The housing crisis: a barrier to higher education

Only a couple of weeks ago, hundreds of students took a stand against raising rents and lack of housing at the “Raise the Roof” protest, marching from the Garden of Remembrance to Leinster House. The housing crisis, as it has been referred to, is all too familiar to almost every student. Increasing rents, on top of already high fees, are making third level education inaccessible to many.
“These students have the opportunity to study their dream course taken away as a result of escalating rents.”
A surge in second round offers last August reveals that many must sacrifice their university place due to lack of housing. This year, over 2,300 students were offered courses in the second round of CAO offers. Second round places only become available if a student who received an offer in the first round refused it. These students have the opportunity to study taken away as a result of escalating rents. This is again reflected with the drop of points for over 20 courses in UCD and Trinity College, showing that high rents are a barrier between students and education in the capital.
“Without radical reform, access to higher education will once again become an elitist notion and only accessible to those who can afford astronomical rents.”
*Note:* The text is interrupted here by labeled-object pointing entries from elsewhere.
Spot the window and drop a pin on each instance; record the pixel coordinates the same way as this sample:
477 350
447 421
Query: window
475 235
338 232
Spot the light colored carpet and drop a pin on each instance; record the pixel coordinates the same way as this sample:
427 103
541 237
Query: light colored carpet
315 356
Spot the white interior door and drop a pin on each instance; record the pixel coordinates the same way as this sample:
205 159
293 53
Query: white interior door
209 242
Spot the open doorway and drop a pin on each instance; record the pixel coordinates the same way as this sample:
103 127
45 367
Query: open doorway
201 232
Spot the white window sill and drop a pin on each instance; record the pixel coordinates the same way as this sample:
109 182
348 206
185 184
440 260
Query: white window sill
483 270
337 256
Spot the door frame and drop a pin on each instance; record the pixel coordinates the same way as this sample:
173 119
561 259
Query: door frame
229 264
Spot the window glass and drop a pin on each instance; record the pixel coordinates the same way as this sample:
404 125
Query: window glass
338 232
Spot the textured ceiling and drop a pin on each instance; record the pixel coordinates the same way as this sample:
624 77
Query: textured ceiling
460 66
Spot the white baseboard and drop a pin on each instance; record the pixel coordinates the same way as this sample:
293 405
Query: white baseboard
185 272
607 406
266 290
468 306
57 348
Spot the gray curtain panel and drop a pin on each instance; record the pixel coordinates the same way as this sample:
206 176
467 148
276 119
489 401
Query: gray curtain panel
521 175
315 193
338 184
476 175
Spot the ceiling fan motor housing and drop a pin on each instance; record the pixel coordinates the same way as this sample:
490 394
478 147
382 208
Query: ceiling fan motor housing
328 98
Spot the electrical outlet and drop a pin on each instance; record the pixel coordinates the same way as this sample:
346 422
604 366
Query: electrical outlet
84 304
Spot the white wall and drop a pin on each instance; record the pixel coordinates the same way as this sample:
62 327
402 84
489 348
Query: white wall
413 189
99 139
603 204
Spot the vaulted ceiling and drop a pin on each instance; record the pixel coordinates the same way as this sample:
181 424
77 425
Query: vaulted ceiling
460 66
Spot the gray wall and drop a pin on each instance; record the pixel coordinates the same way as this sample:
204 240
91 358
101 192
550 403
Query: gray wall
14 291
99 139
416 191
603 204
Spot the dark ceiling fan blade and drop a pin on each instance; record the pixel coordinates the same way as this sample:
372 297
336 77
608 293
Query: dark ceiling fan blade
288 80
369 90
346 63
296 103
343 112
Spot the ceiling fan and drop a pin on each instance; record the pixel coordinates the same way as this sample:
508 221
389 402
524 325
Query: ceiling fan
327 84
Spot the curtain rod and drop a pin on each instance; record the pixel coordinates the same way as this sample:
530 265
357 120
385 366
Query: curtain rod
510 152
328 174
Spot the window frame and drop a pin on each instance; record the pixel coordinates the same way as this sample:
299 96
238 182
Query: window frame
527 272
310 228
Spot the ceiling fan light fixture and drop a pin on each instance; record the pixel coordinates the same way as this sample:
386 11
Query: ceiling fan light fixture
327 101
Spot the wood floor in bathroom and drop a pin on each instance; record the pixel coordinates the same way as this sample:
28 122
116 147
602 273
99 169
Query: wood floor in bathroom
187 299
UCD’s location on the Dublin south-side is particularly inaccessible for students. The average rent for a 2 bed in Stillorgan has risen from €1159 in 2010 to €1623 in 2017. With more and more students attending university every year, institutions cannot cope with the demand for on campus accommodation, giving students no option but to pay these rents. However, on campus accommodation is not much cheaper and it seems the university are doing nothing to try and ease this cost. Prices rose 7% between 2015 and 2016, currently ranging from €6,629 to €11,347 per annum. Digs, an uni-deal option for a young adult getting their first taste of independence, are still overpriced. Many are only allowing students to stay from Monday to Friday, making it impossible for students to get a weekend job in Dublin.Long commutes are now becoming a reality for many students who have to travel from across the country to university in Dublin. These eat up valuable hours students should be spending studying or participating in societies and sports, having a huge impact on their college experience. Many students are forced to drop out as spending hours travelling to college is simply not feasible either.429 students were registered as homeless on Census night 2016 and one can only assume that this number has increased since. Without radical reform access to higher education, it  will once again become an elitist notion and only accessible to those who can afford astronomical rents.